Dig deep into surrealist cinema with five stunning films

  • Danai Molocha - Culture & Travel Writer

The strange reality of the lockdown confused us, made us reflect and rethink, and gave us some of the weirdest dreams we’ve ever had. It left us scrambling to put back together the pieces of life’s puzzle. Days and weeks blurred into one another, and our bygone days outdoors suddenly seemed like distant sepia-toned memories. As if life’s new bonkers script had been written by a burgeoning surrealist master.

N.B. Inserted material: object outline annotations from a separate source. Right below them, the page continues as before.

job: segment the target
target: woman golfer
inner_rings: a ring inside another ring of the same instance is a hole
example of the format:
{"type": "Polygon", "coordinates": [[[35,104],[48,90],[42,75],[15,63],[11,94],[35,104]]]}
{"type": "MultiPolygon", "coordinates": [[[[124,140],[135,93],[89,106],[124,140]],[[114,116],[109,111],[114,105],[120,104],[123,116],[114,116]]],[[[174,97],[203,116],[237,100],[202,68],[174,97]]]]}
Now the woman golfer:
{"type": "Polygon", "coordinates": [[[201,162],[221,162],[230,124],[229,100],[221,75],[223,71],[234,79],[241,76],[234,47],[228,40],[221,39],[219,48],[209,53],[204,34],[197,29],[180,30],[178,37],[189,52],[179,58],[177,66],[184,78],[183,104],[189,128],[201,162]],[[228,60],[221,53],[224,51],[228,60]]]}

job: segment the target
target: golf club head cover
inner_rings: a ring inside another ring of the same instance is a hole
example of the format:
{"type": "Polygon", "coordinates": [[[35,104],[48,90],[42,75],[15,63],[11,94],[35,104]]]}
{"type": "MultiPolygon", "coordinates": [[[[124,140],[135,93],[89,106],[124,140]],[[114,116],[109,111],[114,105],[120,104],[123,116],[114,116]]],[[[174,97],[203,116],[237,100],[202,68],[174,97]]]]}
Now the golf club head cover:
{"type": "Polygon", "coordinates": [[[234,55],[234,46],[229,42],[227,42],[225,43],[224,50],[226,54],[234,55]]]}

After seemingly endless weeks in isolation, there seems no better time to explore some lesser-known surrealist masterpieces. Surrealist films provide a visual gateway to the subconscious with alluring imagery inspired by dreams and their intricate explorations of the human psyche. We’ve rounded up five of our favorites here, from the 1940s to the 2010s, so you can bask in their transfixing and untamed symbolist beauty.
1. Where the Wild Things Are (2009)
Spike Jonze turned Maurice Sendak’s beloved children’s picture book into a widescreen feral fantasy, punctuating its introspective narrative with a string of surrealist devices. It’s a wonderfully whimsical portrait of the child we all once were.
Tantrum-prone little Max takes us on a fantastical adventure on the wild side of his emotions, to a fictional land where he’s king. There, his swelling loneliness at home, the piercing question marks and fear of growing up take the form of giant furry beasts — playful, violent, unpredictable, bursting out against a backdrop of towering forests and vast, sun-bleached deserts. It’s a vivid psychoanalytical canvas that gives free rein to Max’s and our imagination, as we travel beyond the grounding hows or whys of our adult minds.
2. Alice (1988)
Alice’s Adventures in Wonderland takes a darker turn in Czech surrealist Jan Švankmajer’s hands. Flowing freely between live-action and stop-motion animation, the conscious and the unconscious, this largely dialogue-free ‘80s reading of the cult fairy tale follows Alice, a girl on the cusp of womanhood, magically shrinking and growing in size in what looks like a creepy dollhouse — the surreal corridors of a child’s mind.
Following the white rabbit through impossibly tiny doors and drawers, she discovers new passages, and boundaries. Despite adulthood’s bewildering curveballs, however, she remains oblivious to moral barriers, giving in to every whim and devouring every tart in sight. An apt metaphor for bottomless snacking during lockdown, perhaps?